Eleven years later, as the now-30-year-old Australian and six-time world champion returns to the Valley Isle for the Beachwaver Maui Pro scheduled to start Sunday and run through Dec. 6, no longer do the words or the victories seem to come with much difficulty.
Gilmore is No. 1 ranked on the World Surf League women’s championship tour, the four-year-old successor to the ASP, and is in pursuit of a milestone seventh world championship.
The Honolua stop, with its picturesque cliffside setting, marks the 10th and final event of the year on the WSL women’s championship tour and brings with it a showdown between Gilmore and the U.S.’s Lakey Peterson for the championship.
According to WSL number crunchers, Gilmore, who has three event championships and 61,175 points this year, will win the crown with a third place — or better — finish. But should Gilmore wind up fifth — or worse — then the second-ranked Peterson, who has two wins and 54,260 points, must win the event to force a surf-off for the year’s crown.
Carissa Moore, Hawaii’s highest-ranked competitor, is in fourth (44,235 points) and out of the running for a fourth world title this year, as is third-ranked (44,770 points) Tatiana Weston-Webb of Kauai, who now competes for Brazil.
Hawaii surfers Bethany Hamilton, Alana Blanchard, Summer Macedo and Zoe McDougall have gained entry as wild-card or injury replacements.
For Peterson, the highest-ranked American on either championship tour at this point, it is an opportunity for a breakthrough first world championship.
Meanwhile, the focus is on a seventh world title that would elevate Gilmore to the echelon of being one of just three pro surfers to ascend to that level. Layne Beachley had seven between 1998 and 2006 and Kelly Slater 11 between 1992 and 2011.
Gilmore’s fondness for Honolua, with its signature right-handed barrels and walls, is both long standing and deep. “I remember qualifying for the world tour in 2006 and the first thing that I thought of was Honolua Bay,” Gilmore said after the 2014 championship. “I hadn’t even been there yet, but I remember thinking, ‘When I get on Tour in 2007, I’m going to fall in love with Honolua Bay. I’m going to win the event and it is going to be the best thing ever.’ ”
And it managed to get even better with each succeeding year and trophy she hoisted there.
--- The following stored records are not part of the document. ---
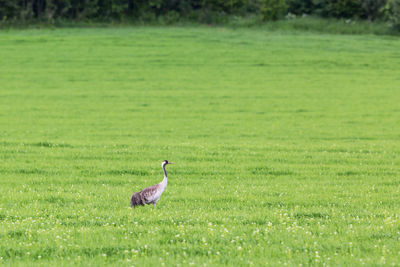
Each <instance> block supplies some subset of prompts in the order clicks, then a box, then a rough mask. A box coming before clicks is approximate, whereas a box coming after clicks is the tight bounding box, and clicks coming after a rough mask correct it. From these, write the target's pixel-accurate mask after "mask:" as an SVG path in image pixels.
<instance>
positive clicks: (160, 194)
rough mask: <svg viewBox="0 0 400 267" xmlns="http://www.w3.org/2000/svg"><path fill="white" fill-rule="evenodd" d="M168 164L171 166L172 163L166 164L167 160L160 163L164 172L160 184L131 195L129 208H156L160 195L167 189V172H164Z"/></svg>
mask: <svg viewBox="0 0 400 267" xmlns="http://www.w3.org/2000/svg"><path fill="white" fill-rule="evenodd" d="M168 164H173V163H172V162H168V160H164V161H163V162H162V163H161V168H162V169H163V171H164V179H163V180H162V181H161V182H160V183H158V184H156V185H153V186H149V187H147V188H145V189H143V190H142V191H140V192H136V193H133V195H132V197H131V207H136V206H139V205H141V206H144V205H145V204H147V205H150V204H153V206H154V207H155V206H156V204H157V201H158V200H159V199H160V197H161V194H162V193H163V192H164V190H165V188H166V187H167V171H166V170H165V166H166V165H168Z"/></svg>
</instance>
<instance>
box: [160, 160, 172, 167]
mask: <svg viewBox="0 0 400 267" xmlns="http://www.w3.org/2000/svg"><path fill="white" fill-rule="evenodd" d="M167 164H173V163H172V162H169V161H168V160H163V162H162V163H161V166H162V167H164V166H165V165H167Z"/></svg>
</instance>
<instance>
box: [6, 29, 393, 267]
mask: <svg viewBox="0 0 400 267" xmlns="http://www.w3.org/2000/svg"><path fill="white" fill-rule="evenodd" d="M399 51H400V39H399V38H395V37H376V36H372V35H359V36H346V35H326V34H325V35H324V34H312V33H300V32H292V33H290V32H280V31H274V32H268V31H265V30H262V29H237V30H234V29H227V28H209V27H182V28H179V27H170V28H162V27H161V28H157V27H137V28H128V27H126V28H108V29H56V30H50V29H48V30H11V31H3V32H0V63H1V64H0V265H4V266H8V265H9V266H11V265H12V266H28V265H32V264H38V265H53V266H60V265H63V266H69V265H70V266H76V265H81V266H102V265H115V266H124V265H129V266H131V265H135V266H163V265H166V266H188V265H194V266H202V265H212V266H215V265H231V266H233V265H234V266H248V265H255V266H262V265H266V264H270V265H275V266H276V265H284V264H287V265H297V266H299V265H303V266H306V265H329V266H336V265H342V266H354V265H361V264H367V265H398V264H399V259H400V214H399V211H400V177H399V174H400V172H399V164H400V154H399V153H400V142H399V140H400V91H399V88H400V75H399V70H400V52H399ZM164 159H167V160H170V161H172V162H174V163H175V164H174V165H171V166H168V168H167V171H168V178H169V179H168V187H167V190H166V191H165V192H164V194H163V196H162V197H161V199H160V201H159V202H158V205H157V207H156V208H153V207H152V206H146V207H140V208H136V209H131V208H130V205H129V200H130V196H131V194H132V193H133V192H135V191H139V190H141V189H142V188H144V187H147V186H150V185H153V184H155V183H158V182H160V181H161V180H162V170H161V167H160V164H161V161H162V160H164Z"/></svg>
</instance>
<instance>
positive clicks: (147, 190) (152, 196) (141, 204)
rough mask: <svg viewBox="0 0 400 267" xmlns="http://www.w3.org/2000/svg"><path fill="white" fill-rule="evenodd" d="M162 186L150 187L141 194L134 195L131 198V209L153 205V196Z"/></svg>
mask: <svg viewBox="0 0 400 267" xmlns="http://www.w3.org/2000/svg"><path fill="white" fill-rule="evenodd" d="M159 187H160V184H156V185H153V186H150V187H148V188H145V189H143V190H142V191H140V192H136V193H133V195H132V197H131V207H135V206H139V205H140V206H144V205H145V204H152V203H153V202H154V199H153V196H154V195H155V194H156V192H157V190H158V189H159Z"/></svg>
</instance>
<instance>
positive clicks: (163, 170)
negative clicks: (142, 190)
mask: <svg viewBox="0 0 400 267" xmlns="http://www.w3.org/2000/svg"><path fill="white" fill-rule="evenodd" d="M162 168H163V171H164V179H163V180H162V182H161V185H163V186H164V187H166V186H167V171H166V170H165V165H163V166H162Z"/></svg>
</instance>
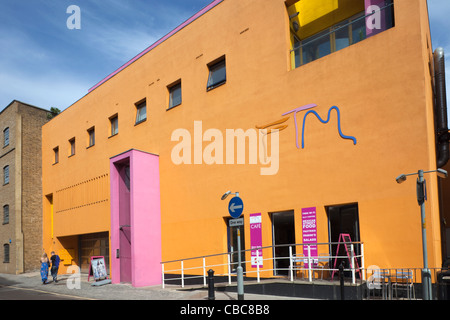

Gilmore repeated as world champ in 2008 and ’09.
Gilmore told ESPN back then, “I remembered those feelings every year when we came back to surf (there).”
Then the tour took a five-year absence from Honolua before returning in 2014, when Gilmore, similarly re-energized, managed to win her most recent crown.
Small wonder Gilmore likes to say she feels like she has a “relationship with this place, this wave.”